You can create a derived dataset by combining existing datasets (source or derived) to create a compound dataset. A fundamental distinction between source and derived datasets is that you define source datasets by mapping tables in the data warehouse. In contrast, derived datasets are based on other datasets within Analytics.
Create a derived dataset
You can create a derived dataset from multiple datasets with custom SQL statements.
- Go to Data > Datasets > + New Dataset > Derived Dataset.
- Configure the dataset in the dataset definition page.
Dataset definition
The following are the different sections available for dataset definition:
Query
Insert your SQL query into the SQL box. You can insert dataset names or columns into the box with the auto-complete feature that displays a list of selectable options. Click Run Query to preview your query results.
Column properties
- Name – The display name of the column in the dataset.
- SQL definition – The SQL expression or underlying column name used to populate the field.
- Description – The optional text to explain the purpose or contents of the column.
- Data type – The data format of the column.
- Measure or attribute – The option to specify whether the column should be treated as a metric for analysis or as an attribute for grouping and filtering.
- Default aggregation – The default operation applied when the analysis uses the column.
- Data index – The toggle to control whether Analytics caches the column's distinct values in the warehouse. This reduces the latency with which column value dropdowns are populated. This is true by default for columns with string data types and disabled for others.
- Enabled – The toggle to control the visibility and usability of the column.
Primary keys
A primary key is a column or set of columns in a dataset that uniquely identifies each row within the dataset. While configuring a primary key is optional in Optimizely Analytics, it is a highly recommended best practice for ensuring the quality and reliability of your data.
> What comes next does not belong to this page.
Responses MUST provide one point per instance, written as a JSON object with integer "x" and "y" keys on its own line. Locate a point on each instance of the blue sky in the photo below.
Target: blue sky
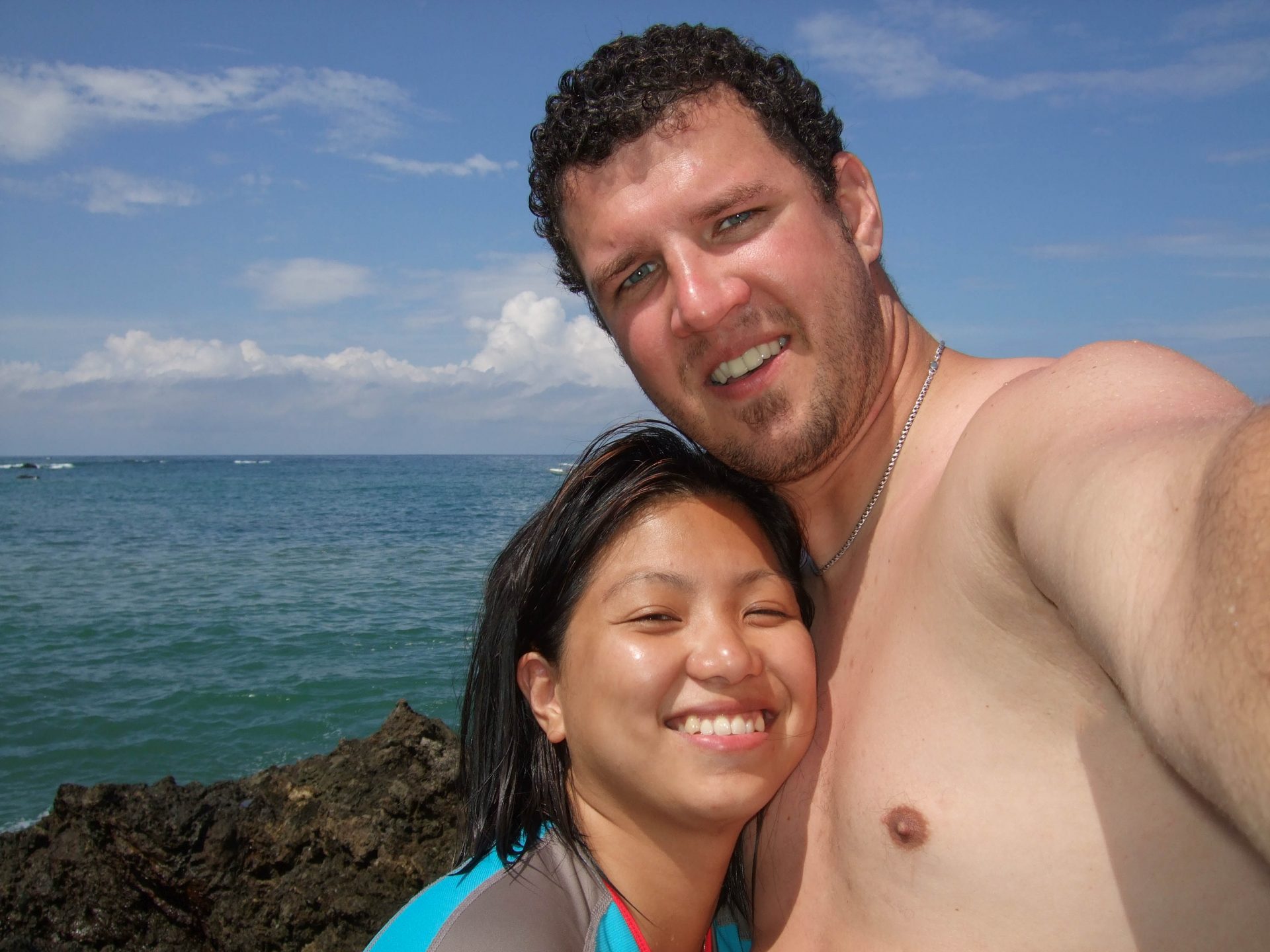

The primary key's main job is to ensure that every row is unique. Without it, you could have duplicate rows that inflate your metrics. For example, if you have two identical rows for the same user, you might incorrectly count them as two separate users, leading to flawed analysis and business decisions. A primary key acts as a safeguard against this.
To define a primary key, ensure that a dataset within Analytics does not include fully duplicated rows, because you cannot establish a primary key for such a dataset.
- Click + Add to add primary keys.
- Click the blank box under Columns Group.
- Select a column to set it as a key in your dataset from the drop-down list.
Health check
The primary key health check is a tool designed to verify that the primary key is functioning correctly, letting you proactively detect errors and build confidence in your data foundation.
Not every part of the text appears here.